L’auditeur de justice entre dans le mécanisme très subtil de la séparation des pouvoirs à la française, où il doit exercer sa perspicacité pour ne pas emprunter de fausses pistes.
C’est le second point sur lequel je reviendrai aussi.
Enfin, le magistrat doit être en éveil sur son cœur de métier : le respect de la loi qui n’empêche pas de réfléchir à ses défauts et aux corrections qu’on peut lui apporter. Là encore, il faut discerner l’immanent et le temporel.
Donc, trois points : déontologie, institution, fonctionnement.
C’étaient les trois thèmes qui m’habitaient l’esprit lorsque je suis venu pour la première fois à l’Ecole de la magistrature, autour d’une question fédératrice : comment contribuer à ce que la Justice, dont je deviens un des acteurs, inspire confiance aux autres, à travers ce que je peux faire moi-même à mon niveau, à travers ses institutions, à travers son fonctionnement.
Pour commencer, reprenons les deux termes, dignité et loyauté, pour en décliner les applications.
I. La dignité inspire plutôt les comportements personnels qui nous placent sous le regard des tiers :
Comportement à l’égard des justiciables en audience : écoute, respect, fermeté si nécessaire, égale distance entre toutes les parties.
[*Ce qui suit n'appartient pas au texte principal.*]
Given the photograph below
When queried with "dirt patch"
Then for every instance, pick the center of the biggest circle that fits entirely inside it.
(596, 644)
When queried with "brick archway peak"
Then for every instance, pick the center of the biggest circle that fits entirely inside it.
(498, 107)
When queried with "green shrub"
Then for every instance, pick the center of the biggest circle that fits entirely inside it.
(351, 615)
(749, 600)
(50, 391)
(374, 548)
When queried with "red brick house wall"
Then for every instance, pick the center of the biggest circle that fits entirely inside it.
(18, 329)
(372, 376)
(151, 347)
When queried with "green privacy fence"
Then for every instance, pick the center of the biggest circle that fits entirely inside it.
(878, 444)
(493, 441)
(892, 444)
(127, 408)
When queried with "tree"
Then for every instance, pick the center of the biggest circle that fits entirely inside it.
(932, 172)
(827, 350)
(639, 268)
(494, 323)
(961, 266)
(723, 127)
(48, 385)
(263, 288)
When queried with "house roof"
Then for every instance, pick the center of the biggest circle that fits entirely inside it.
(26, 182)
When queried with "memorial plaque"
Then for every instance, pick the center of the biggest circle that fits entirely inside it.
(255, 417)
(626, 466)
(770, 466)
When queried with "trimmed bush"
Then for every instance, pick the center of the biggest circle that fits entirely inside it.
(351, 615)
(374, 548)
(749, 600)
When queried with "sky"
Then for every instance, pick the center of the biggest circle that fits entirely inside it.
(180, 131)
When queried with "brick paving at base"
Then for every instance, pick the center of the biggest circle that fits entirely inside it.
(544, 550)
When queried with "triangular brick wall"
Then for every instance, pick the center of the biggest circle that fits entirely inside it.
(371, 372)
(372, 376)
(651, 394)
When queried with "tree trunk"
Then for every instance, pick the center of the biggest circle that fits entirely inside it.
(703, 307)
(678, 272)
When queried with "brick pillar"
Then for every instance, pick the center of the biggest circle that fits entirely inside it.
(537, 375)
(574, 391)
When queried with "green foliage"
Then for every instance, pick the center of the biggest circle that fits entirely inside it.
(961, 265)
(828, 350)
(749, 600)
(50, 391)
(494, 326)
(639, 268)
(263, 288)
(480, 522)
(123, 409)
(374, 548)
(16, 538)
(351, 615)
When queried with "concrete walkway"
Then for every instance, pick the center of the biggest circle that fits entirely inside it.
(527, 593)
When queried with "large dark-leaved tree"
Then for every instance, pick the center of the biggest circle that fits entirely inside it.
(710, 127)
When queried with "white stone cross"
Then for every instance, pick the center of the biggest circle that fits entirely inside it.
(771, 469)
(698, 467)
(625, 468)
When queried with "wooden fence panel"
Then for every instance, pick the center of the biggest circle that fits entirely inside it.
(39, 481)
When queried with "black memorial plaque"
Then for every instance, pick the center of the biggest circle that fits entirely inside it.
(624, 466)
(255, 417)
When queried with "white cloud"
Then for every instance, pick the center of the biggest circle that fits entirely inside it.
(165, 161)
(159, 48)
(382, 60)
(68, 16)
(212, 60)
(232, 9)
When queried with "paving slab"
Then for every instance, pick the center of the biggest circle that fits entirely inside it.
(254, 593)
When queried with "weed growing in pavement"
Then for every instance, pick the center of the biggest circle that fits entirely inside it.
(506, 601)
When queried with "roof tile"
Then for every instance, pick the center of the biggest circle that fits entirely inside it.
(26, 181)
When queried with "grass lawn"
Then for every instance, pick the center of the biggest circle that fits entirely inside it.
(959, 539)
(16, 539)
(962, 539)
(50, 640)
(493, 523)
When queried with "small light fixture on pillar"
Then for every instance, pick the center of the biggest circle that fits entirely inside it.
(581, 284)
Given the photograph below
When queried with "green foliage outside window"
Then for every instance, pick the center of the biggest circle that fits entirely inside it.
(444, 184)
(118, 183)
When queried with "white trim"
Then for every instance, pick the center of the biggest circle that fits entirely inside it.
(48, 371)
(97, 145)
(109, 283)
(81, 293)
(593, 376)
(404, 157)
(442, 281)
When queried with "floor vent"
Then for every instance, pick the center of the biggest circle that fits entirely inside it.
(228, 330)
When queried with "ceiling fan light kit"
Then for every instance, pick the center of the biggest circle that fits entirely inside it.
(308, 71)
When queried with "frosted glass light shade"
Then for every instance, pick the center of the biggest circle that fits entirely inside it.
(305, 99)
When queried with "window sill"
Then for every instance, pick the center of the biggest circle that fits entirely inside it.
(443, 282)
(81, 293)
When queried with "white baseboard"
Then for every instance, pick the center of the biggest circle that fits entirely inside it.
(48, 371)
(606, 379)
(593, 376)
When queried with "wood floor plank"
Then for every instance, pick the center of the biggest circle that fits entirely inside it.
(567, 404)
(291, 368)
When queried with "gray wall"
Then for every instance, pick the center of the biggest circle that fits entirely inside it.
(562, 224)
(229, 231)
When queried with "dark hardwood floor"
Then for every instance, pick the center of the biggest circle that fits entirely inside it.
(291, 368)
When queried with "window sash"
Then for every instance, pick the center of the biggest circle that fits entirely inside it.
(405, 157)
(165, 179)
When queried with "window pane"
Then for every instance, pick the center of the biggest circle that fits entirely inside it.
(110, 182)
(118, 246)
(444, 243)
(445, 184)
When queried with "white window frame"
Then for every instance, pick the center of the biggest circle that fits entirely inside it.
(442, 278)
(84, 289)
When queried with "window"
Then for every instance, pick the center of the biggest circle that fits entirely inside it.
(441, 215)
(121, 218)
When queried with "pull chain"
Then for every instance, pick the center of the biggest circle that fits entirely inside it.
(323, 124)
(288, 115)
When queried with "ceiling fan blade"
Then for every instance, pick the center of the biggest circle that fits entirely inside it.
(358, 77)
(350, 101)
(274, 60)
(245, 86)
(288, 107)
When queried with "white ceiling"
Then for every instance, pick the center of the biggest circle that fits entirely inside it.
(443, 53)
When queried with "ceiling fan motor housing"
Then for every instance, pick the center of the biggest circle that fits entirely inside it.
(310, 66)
N’oubliez jamais que vous serez jugés d’abord sur votre façon d’être, de parler, et d’agir. Certains d’entre nous peuvent donner une image destructrice pour la justice par leurs propos déplacés ou leur attitude désinvolte face à des personnes toujours stressées et placées en situation d’infériorité par leur comparution devant un juge ou un tribunal.
D’autres, les plus nombreux, font honneur à la justice et au devoir de dignité, nous font honneur à tous, par le tact qu’ils manifestent, leur souci des personnes et de leurs fragilités.
Comportement à l’égard des collègues : solidarité dans les difficultés, franchise et courtoisie dans les débats, équilibre entre distance et familiarité qui préserve la liberté d’action autant que le respect mutuel. Vos collègues vous jugeront sur ces qualités, selon que vous les manifesterez ou non.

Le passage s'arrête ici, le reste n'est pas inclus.